Do this, and you'll start to see a trickle of activity from people who actually have the pain you built for. When those specific people sign up, download, or use the thing, you have the start of a real marketing funnel.

Outbound vs inbound: which gets your first users?

This method sits closer to inbound because you go where demand already exists rather than creating it from scratch. At zero brand, you need to sit as close as possible to the people experiencing your problem. The work feels inefficient, since you're only engaging where the problem is already being discussed, one thread at a time. But engaging with your ICP while their pain is live is how you learn what actually lands. It's also your sharpest early signal. If people actively experiencing your problem won't use your product, the problem is either your product or your framing, and the approach needs to change.

Outbound and scaling come after this. Without proof of a problem, a message that resonates, or some usage, there's too much uncertainty, and you risk wasting time, your existing network, and money trying to reach early users. Once you've done this high-touch work long enough, you start to see the message that reliably turns a stranger into a user. That's the thing you scale or use in cold outreach.

Turn the conversations into compounding SEO

The community work is high-touch, but it feeds something that compounds. Pay attention to the language people use, especially the top-level question that sparked the discussion and how others frame their advice.

Two things to do with that language. First, put it into your website copy. Second, write posts that answer the common questions so you can explain your thinking in depth. If people ask a question in a community, they're also asking AI or a search engine, so your site should answer in the same words. This means the high-touch work in communities slowly turns into passive inbound that arrives while you sleep.

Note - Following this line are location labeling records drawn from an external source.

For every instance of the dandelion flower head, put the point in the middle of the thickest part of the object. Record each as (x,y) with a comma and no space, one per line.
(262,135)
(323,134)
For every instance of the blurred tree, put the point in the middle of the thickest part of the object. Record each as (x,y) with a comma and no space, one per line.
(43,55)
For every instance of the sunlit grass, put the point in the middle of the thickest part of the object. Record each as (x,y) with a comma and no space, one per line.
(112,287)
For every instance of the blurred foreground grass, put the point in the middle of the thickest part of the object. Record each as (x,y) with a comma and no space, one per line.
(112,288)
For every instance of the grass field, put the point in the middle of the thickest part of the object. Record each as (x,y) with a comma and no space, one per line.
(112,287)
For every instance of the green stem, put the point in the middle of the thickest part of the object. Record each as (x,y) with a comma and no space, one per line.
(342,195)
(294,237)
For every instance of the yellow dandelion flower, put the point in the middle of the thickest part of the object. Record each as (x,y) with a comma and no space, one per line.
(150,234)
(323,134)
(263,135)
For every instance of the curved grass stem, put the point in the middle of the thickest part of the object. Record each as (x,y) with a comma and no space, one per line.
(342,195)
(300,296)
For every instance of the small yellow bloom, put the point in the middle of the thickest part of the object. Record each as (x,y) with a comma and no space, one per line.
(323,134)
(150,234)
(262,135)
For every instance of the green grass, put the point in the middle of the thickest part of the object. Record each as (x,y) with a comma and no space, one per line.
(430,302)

The tedious part is finding the threads

The honest weak point of this method is steps one and two. Finding the communities and reading them closely enough to catch the handful of relevant threads eats into your day. You end up context-switching every couple of hours to scan for the few posts where you actually have something to add.

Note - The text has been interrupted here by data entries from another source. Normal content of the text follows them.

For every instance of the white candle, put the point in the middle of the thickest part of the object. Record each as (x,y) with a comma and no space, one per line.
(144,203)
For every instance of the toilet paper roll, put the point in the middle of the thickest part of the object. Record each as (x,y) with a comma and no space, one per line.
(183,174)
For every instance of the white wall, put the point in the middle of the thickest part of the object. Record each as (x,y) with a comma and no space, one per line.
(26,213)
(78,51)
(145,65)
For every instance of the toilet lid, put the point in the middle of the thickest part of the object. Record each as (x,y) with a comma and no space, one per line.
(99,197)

I open-sourced OpenMagpie to help other builders solve the scanning problem. You point it at your communities, describe in plain English what a relevant post looks like, and OpenMagpie surfaces the threads worth showing up in so you can spend your time helping instead of searching. It runs on whatever LLM you point it at, including a small local model like qwen3:8b (what I run), so it costs close to nothing to get started.

Start this week

This is a high-touch process that depends on being genuinely useful, which is exactly why it works. If you're having trouble reaching initial users, you don't need to watch your posts get buried, send 500 messages into the void, or spend on ads. Pick one community this week, find the recurring version of your problem, and help in one thread. That's day one of zero-spend marketing, and it's the same day one I keep coming back to myself.